The Kennett state government decreed that jobs such as weed control should be done by by contractors rather than government employees, and reduced Parks Victoria staff as a result. Ever since then there has been a more or less continuous real decrease in the Parks Victoria budget, including the budget for weed control contractors, to the point where in the 2015/2016 financial year there is a nil recurring budget allocation for weed control statewide. There are however small amounts of weed funding for "amenities" and in connection with prescribed burns. It was also pleasing to see Parks Victoria staff doing some weed control themselves in 2015, which is the first time this has happened at Woodlands Historic Park since the Kennett era. However Parks Victoria does not have suitable equipment for spraying weeds such as Patterson's Curse which occur over large areas.
Changes in Weed Distribution and Abundance Over Time
The only comprehensive flora survey of the park was done by Robertson in 1981, who surveyed 264 quadrats on a 100 by 200m grid. There has been no such survey of the areas added to the park since that time.
The high priority herbaceous weeds Chilean Needle Grass, Serrated Tussock, Paterson's Curse and Cape Tulip were all listed by Robinson as occurring in the park. I don't have access to the original quadrat data, but in Robinson's summary (table 3.6) he does not mention any of these four weeds as being significant in any group of quadrats. On page 271 he reports that "Serrated Tussock is not common in the park" and that "it is eradicated wherever found".
By 1997 when the management plan was written Cape Tulip was listed as common and the other three species as abundant and widespread. All have continued to spread since then. There has never been any significant attempt to control Chilean Needle Grass, while control of Serrated Tussock has been increasingly sporadic and clearly insufficient to counter the continual influx of windblown seed from neglected public and private land to the south of the park. Attempts to control Cape Tulip and Paterson's Curse were abandoned some years ago.
Robinson's summarized quadrat data does not give much information about the distribution of woody species. However on page 67 he states:
Thickets (of Boxthorn) existed under most of the mature trees in the park in the 1970's but extensive control measures have been undertaken by.the Victorian National Parks Service since then. (In October 1983) extensive thickets only remained in limited areas of "Factor's Land".

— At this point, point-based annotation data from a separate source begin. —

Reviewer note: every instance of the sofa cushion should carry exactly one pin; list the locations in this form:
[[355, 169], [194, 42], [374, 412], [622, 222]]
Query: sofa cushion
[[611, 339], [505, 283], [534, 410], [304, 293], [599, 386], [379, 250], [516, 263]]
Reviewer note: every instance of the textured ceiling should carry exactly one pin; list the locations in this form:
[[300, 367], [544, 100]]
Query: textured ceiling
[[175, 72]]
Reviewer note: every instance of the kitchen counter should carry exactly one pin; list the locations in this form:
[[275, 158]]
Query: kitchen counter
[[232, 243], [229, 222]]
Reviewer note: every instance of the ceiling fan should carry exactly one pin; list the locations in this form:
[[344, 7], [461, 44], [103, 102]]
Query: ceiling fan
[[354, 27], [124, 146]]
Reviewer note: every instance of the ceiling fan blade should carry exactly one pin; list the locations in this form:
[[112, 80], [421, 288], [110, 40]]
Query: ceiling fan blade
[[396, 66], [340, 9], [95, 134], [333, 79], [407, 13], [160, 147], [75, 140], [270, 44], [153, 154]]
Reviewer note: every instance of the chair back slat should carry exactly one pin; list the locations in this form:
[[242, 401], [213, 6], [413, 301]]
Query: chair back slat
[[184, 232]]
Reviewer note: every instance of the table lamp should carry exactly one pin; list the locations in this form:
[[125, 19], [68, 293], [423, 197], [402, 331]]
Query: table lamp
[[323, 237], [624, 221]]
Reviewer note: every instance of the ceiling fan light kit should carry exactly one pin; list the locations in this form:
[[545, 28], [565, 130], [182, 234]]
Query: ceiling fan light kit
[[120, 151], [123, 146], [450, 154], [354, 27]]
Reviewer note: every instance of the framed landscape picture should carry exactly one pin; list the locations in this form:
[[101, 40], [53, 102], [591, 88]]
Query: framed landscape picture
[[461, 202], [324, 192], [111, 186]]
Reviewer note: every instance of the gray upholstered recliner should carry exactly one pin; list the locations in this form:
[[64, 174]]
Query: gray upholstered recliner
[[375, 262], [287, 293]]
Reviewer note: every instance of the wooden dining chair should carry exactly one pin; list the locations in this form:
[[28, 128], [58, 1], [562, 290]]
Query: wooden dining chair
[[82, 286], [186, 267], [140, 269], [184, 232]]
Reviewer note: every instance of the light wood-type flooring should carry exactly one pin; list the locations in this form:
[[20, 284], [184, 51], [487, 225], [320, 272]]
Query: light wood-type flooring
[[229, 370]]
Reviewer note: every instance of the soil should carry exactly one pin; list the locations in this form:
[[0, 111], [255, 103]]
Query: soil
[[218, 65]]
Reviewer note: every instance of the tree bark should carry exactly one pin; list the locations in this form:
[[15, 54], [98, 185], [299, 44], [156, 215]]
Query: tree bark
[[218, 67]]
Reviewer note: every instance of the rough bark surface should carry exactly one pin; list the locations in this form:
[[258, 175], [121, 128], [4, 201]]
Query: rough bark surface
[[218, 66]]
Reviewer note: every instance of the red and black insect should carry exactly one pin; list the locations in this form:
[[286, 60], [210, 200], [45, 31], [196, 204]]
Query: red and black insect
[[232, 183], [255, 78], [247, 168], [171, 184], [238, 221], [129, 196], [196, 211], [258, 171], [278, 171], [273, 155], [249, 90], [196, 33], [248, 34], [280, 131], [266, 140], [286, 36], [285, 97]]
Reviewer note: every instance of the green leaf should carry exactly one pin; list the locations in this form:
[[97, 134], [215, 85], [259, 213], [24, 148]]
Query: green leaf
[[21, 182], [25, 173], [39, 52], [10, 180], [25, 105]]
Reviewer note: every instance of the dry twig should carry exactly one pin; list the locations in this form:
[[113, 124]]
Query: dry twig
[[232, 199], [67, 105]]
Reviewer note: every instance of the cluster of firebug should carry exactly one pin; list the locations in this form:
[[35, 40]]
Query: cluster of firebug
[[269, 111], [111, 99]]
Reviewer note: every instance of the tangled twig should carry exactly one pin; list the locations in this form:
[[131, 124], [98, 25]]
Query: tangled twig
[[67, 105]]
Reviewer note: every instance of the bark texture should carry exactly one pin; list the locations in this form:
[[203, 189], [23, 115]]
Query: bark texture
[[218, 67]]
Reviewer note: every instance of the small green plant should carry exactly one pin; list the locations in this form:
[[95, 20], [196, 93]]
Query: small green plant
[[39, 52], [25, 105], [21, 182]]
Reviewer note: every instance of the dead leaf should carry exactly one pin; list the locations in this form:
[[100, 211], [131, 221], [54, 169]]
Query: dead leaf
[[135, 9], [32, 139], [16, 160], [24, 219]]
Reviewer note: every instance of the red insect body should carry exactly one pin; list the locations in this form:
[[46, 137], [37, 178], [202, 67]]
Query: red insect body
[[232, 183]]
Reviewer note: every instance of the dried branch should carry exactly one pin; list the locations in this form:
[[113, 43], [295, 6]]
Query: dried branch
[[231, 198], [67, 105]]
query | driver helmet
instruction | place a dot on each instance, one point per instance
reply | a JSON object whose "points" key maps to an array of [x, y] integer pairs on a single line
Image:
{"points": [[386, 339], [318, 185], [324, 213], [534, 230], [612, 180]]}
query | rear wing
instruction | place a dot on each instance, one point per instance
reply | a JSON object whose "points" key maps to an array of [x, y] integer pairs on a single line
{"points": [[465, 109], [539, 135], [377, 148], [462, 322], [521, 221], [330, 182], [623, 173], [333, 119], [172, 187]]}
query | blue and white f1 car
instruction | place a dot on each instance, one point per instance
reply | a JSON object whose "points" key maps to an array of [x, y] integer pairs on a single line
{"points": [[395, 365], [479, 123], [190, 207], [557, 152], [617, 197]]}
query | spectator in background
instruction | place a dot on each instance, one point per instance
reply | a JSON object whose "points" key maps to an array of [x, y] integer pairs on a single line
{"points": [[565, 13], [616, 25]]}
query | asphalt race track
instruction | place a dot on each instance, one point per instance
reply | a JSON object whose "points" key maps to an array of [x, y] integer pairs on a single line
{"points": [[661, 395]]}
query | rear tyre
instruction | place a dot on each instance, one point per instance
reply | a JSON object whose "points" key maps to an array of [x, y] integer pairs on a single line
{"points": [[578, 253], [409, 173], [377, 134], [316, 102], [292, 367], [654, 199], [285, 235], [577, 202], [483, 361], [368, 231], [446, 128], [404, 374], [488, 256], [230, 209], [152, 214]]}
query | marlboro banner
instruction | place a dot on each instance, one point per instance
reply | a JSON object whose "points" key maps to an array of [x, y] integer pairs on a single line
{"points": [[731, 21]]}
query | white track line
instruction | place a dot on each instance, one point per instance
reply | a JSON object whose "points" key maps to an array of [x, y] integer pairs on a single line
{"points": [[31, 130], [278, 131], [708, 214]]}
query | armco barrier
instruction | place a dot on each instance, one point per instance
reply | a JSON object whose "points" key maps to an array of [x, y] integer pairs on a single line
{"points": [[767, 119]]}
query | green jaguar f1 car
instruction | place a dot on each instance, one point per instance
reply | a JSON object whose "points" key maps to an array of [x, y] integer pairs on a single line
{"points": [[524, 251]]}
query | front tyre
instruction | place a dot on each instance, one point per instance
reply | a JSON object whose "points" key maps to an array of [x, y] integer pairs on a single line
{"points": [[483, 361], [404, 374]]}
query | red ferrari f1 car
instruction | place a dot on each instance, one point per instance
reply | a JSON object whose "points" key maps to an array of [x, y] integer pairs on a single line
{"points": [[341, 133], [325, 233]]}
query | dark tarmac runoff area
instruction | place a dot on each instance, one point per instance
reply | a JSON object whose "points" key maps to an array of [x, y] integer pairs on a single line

Boxthorn was listed in the 1997 management plan as common and was probably at similar levels until recent work by Conservation Volunteers Australia in the Back Paddock and a Green Army team in the western part of the park in 2016. It grows slowly and many of the plants recently controlled were still small. There are however still some very large plants on on the west side of Gellibrand Hill, some of which have regrown from old stumps, and in Twin Dams Paddock. Other woody weeds like Sweet Briar and Apple of Sodom were I believe also extensively controlled in the early years but have regenerated since.
In summary, most of the the weeds on the priority list are currently increasing, except those species controlled by Conservation Volunteers Australia (in the Back Paddock), Friends of Woodlands Historic Park (some areas outside the Back Paddock), or Melbourne Water who control most of the high priority weed species along Moonee Ponds Creek. With it's reduced funding, Parks Victoria is only able to have a positive impact on a few small areas.